We saw this second argument a lot in the 1990s and 2000s, especially in policy debates about China. Policy makers often fell back on the idea that China’s integration into the world economy and, more broadly, the international order would build an outward looking middle class and help produce a gradual movement toward liberalization and democratization.

Paul Musgrave and I develop this way of thinking about liberal order and US foreign policy in a book chapter on liberalism and imperialism. Here’s the key visualization, from one of the slides that I use when I present it:

Basically, if you’re an American liberal or a progressive, and you think (correctly) that the world is going through a power transition away from the United States and Europe and toward China and Asia, then you want to shift to the center left. That is, you want the transition from liberal hegemony to take us into the zone of liberal multilateralism. You recognize that the kind of liberalism that results won’t be purely Made in the USA. It will be negotiated, and reflect the interests and values of other powers. In fact, my colleague, Charles Kupchan, argued in the 1990s that the major goal of US foreign policy should be to consolidate multilateralism, regional integration, and otherwise lock in a more benign order before it lost the opportunity to do so. In some ways, the Clinton administration embraced this vision, but it also bungled it in ways that we’re still dealing with.
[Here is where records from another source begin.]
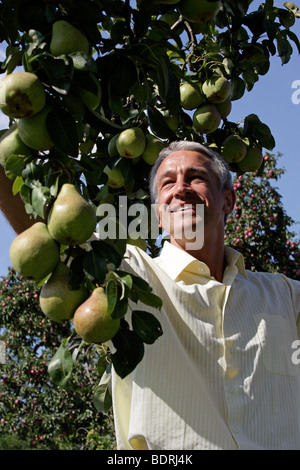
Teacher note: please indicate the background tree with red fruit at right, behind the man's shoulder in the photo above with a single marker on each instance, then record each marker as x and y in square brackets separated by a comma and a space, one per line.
[260, 227]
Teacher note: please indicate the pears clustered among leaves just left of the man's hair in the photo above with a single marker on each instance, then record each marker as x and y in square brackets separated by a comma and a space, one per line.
[131, 143]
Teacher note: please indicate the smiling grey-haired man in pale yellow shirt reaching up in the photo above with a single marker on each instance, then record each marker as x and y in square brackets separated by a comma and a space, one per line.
[222, 375]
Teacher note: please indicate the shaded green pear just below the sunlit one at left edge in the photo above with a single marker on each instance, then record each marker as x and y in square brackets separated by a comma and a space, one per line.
[33, 131]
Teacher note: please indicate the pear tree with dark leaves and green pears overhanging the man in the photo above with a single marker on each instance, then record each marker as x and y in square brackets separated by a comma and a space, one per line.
[104, 76]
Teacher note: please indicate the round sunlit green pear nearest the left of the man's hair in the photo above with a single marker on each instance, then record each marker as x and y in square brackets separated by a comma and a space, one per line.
[131, 142]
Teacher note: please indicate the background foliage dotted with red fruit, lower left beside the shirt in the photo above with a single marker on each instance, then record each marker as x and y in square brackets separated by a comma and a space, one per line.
[34, 412]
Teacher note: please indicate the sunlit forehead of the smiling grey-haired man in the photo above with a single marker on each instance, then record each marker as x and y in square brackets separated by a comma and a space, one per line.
[182, 161]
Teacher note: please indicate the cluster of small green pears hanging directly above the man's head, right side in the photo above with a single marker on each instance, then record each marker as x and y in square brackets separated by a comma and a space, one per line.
[210, 101]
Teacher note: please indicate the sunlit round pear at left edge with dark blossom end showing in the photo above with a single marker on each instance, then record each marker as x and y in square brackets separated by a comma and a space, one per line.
[21, 95]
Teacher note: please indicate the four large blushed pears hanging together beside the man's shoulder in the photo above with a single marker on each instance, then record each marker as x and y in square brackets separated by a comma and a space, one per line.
[35, 254]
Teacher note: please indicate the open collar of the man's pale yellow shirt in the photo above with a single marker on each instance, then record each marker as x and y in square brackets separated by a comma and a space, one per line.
[176, 261]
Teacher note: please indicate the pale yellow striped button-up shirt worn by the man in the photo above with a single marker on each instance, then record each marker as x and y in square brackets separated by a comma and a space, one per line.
[221, 376]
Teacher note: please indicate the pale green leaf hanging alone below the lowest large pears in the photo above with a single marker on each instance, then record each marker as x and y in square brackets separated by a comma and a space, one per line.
[60, 367]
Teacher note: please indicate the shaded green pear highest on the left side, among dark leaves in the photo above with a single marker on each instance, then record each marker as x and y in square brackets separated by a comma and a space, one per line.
[67, 39]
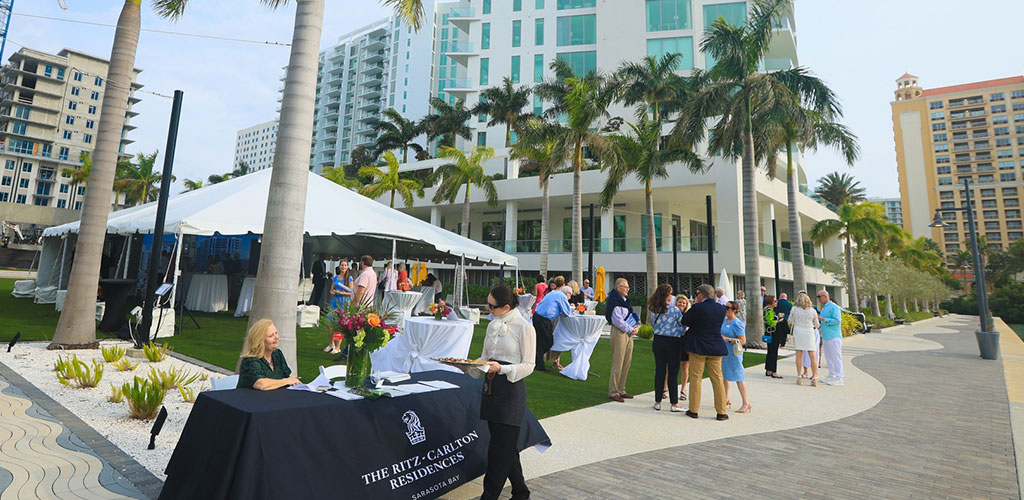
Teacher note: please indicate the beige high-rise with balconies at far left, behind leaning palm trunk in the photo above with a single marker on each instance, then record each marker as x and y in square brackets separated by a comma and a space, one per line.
[50, 115]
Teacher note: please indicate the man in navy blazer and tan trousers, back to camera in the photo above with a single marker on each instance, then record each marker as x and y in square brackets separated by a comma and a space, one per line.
[706, 347]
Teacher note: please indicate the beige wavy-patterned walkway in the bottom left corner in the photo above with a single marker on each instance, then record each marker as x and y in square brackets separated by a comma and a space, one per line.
[41, 459]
From this perspective, what we’re seeing now is a grim convergence. Things are not, to put it mildly, looking good for the liberal internationalist wager about China. And a growing number of elites in China and the United States see some kind of clash as inevitable.

Meanwhile, Russia has adopted an increasingly revisionist stance toward key aspects of liberal order. We see democratic backsliding and increasing illiberalism—albeit to very different degrees—in countries as diverse as Poland, Hungary, Turkey, Israel, the Philippines, and the United States.

These developments are not independent. Indeed, they bootstrap on one another. Chinese economic clout and its availability as an authoritarian capitalist model matters. As do Russian attempts to delegitimate western liberal democracies via information warfare and support for populists and secessionists.

Trump’s dispositions are so unusual precisely because they reject both liberal enlargement and liberal intergovernmentalism. As I’ve argued before, both Trump’s predilections and his approach to diplomacy point in the direction of geopolitical suicide: of scrapping the infrastructure of power enjoyed by the United States. Even as China overtakes the United States on some measures, the United States still maintains alliances with almost all of the second-tier economic and military powers. It makes no sense to routinely disparage and undermine these partnerships. Of course, Trump’s domestic policies are no better: they extract short-term benefits for the wealthy at the cost of the underlying engines of American power.

Taken together, all of this suggests that, at best, the United States is wasting time that it, quite frankly, may not have. I know some readers here will think this is all for the best, because they don’t care for both the theory and practice of American leadership. But I submit that global economic and political interconnectedness makes it increasingly difficult to achieve progressive goals within the borders of individual states.

The weaker America’s hand, the more likely we are to get a more minimal variant of liberal order, one with open trade and plenty of multilateralism, but little in the way of ‘baked in’ preferences for human rights and democracy. A China that fills the vacuum will do so as a totalitarian party state—quite likely constituted around individual leaders with cults of personality—and with a hybrid of capitalism and socialism quite different from what liberals or progressives would find attractive. It’s not that the United States should be preparing for an inevitable Cold War, but that it needs to remain engaged, credible, and primus inter pares in a web of alliances composed of most of the world’s advanced industrial states.